Nous recevons une enveloppe de cash en début de mois qui couvre leurs repas et leur hygiène. Mais ça crée des situations de tension, quand vous devez cacher l’enveloppe parce que le jeune, lui, voudrait utiliser l’argent pour autre chose…

Finalement, vous êtes presque un gardien de prison social…

Sauf qu’à la différence d’autres collègues, qui n’hésitent pas à ceinturer les jeunes qui font des crises, moi, je ne fais pas de contention. J’appelle les pompiers. Je me souviens de cette fois où une ado était devenue violente, y compris envers elle-même. La police est arrivée, la situation a dégénéré. Elle a fini par être emmenée par les pompiers, mais avant ça, elle a promis de me tuer.

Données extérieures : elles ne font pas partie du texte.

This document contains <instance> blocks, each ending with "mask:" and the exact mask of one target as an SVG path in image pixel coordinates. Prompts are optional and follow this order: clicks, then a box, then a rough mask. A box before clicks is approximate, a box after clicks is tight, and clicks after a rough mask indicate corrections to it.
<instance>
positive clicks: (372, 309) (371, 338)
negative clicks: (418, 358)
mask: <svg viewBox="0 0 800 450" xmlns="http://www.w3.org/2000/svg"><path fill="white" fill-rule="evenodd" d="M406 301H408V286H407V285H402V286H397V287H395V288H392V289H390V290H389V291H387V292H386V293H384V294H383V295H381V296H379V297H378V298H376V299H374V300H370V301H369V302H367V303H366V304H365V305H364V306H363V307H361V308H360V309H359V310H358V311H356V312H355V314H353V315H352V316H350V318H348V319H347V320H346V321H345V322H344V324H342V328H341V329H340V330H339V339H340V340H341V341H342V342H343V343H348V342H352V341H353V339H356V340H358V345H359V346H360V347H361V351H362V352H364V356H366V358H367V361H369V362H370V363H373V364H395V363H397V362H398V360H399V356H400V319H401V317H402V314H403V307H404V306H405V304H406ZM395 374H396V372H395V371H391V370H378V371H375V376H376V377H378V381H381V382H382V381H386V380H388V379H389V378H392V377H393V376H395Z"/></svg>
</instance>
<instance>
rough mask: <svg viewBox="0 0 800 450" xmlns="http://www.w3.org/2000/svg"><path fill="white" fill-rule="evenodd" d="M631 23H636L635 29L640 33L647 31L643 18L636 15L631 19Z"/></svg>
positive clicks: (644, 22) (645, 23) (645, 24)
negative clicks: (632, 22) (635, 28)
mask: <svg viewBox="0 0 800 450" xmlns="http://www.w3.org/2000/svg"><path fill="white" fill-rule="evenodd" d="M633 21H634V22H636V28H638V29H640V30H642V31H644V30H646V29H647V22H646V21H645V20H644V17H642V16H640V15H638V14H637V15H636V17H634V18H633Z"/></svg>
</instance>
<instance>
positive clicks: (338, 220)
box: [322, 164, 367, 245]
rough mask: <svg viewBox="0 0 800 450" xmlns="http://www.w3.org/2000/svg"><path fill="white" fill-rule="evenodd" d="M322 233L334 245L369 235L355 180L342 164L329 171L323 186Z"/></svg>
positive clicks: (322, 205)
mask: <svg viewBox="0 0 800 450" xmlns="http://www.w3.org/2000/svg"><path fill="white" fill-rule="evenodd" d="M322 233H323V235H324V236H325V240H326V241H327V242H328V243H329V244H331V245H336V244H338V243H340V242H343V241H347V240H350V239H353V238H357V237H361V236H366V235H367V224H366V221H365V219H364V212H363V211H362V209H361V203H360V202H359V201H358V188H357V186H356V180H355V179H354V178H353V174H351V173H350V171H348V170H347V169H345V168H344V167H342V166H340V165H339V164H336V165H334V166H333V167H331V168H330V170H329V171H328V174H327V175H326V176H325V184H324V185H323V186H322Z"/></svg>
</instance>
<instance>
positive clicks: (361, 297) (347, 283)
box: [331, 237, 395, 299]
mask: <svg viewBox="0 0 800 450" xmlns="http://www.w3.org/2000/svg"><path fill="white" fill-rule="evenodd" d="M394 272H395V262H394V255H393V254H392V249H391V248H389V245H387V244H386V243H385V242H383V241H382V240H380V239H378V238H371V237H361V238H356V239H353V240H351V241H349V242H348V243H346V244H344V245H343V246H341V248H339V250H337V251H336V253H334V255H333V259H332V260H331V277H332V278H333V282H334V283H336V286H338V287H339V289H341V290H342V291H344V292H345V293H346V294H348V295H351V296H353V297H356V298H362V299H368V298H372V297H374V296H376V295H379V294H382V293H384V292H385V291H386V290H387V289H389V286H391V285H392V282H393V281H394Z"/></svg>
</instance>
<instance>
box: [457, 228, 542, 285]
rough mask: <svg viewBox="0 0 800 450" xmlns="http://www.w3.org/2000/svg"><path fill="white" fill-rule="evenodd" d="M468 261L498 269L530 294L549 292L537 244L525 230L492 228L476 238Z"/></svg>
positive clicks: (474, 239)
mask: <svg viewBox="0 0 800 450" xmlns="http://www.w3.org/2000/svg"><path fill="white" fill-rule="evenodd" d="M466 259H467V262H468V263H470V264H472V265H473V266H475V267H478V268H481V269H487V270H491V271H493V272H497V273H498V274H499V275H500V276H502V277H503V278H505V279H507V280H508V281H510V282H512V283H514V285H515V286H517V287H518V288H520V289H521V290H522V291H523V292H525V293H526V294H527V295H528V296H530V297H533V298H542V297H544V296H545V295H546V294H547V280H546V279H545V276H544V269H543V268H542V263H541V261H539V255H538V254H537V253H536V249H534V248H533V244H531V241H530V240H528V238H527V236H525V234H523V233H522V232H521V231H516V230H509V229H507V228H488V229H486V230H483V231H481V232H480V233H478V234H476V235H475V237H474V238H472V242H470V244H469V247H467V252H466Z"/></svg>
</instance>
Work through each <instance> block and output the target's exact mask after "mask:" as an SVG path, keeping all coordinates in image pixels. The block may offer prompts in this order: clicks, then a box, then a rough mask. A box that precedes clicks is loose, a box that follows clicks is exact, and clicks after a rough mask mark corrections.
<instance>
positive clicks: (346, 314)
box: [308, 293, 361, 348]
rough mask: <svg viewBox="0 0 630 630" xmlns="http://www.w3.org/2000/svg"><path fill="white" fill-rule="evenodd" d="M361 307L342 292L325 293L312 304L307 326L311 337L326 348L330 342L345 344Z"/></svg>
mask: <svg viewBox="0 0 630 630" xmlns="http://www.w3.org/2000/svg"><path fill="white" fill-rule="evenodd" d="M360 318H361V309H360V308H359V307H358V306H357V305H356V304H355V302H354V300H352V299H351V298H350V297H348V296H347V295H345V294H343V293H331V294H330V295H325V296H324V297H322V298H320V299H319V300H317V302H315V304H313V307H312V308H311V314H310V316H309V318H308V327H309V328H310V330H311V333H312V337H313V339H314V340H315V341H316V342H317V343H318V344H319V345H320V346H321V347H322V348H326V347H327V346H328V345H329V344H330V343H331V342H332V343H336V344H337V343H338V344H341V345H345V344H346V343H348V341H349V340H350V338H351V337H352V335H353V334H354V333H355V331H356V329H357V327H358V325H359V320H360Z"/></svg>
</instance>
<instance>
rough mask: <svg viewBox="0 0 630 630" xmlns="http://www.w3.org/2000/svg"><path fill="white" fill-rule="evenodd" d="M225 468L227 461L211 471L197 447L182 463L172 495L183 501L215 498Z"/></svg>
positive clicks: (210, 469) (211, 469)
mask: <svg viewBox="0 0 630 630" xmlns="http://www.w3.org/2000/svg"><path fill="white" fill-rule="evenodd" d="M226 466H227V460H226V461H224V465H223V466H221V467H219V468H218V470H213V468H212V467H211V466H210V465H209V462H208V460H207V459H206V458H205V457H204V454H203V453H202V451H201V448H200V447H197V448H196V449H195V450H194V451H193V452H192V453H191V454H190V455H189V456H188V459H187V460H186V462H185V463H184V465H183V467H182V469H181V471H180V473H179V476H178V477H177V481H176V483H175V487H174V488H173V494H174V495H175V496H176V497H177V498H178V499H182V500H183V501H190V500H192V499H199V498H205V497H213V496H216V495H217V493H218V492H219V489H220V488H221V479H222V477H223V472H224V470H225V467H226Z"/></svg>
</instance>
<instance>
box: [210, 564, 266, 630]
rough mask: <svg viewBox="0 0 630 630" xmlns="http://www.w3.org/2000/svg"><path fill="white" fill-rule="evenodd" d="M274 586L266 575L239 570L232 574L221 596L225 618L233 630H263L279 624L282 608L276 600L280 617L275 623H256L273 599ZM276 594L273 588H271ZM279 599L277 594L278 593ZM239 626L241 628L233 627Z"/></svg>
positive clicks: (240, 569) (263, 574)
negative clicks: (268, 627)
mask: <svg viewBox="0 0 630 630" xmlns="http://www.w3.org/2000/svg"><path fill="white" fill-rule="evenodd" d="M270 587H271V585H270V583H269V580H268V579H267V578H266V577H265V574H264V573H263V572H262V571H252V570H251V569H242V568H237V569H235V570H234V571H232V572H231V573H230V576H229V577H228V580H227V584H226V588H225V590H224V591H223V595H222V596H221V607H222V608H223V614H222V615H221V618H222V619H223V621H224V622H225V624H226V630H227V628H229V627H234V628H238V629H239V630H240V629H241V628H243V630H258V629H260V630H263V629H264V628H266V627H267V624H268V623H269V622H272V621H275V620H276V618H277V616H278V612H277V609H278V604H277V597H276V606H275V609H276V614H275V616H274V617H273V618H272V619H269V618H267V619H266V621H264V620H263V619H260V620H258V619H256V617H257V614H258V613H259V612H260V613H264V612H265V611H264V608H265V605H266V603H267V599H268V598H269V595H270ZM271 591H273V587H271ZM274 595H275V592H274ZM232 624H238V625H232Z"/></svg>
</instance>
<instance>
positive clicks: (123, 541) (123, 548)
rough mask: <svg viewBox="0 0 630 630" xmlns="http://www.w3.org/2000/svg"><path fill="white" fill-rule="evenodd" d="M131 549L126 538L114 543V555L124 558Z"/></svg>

Que faut-il changer en urgence ?

L’ASE fait le minimum syndical. Elle loge, nourrit, blanchit. Mais ces gamins n’ont rien à faire de leurs journées. Pourquoi ne pas leur faire intégrer le tissu associatif, les rendre acteurs dans l’humanitaire, ailleurs que dans leurs quartiers ? Le statut des éducateurs est aussi à revoir. Aujourd’hui, on estime qu’un éducateur avec plus de six ans d’expérience est trop cher. Alors on recrute des gamins qui n’ont parfois même pas le BAFA. C’est explosif.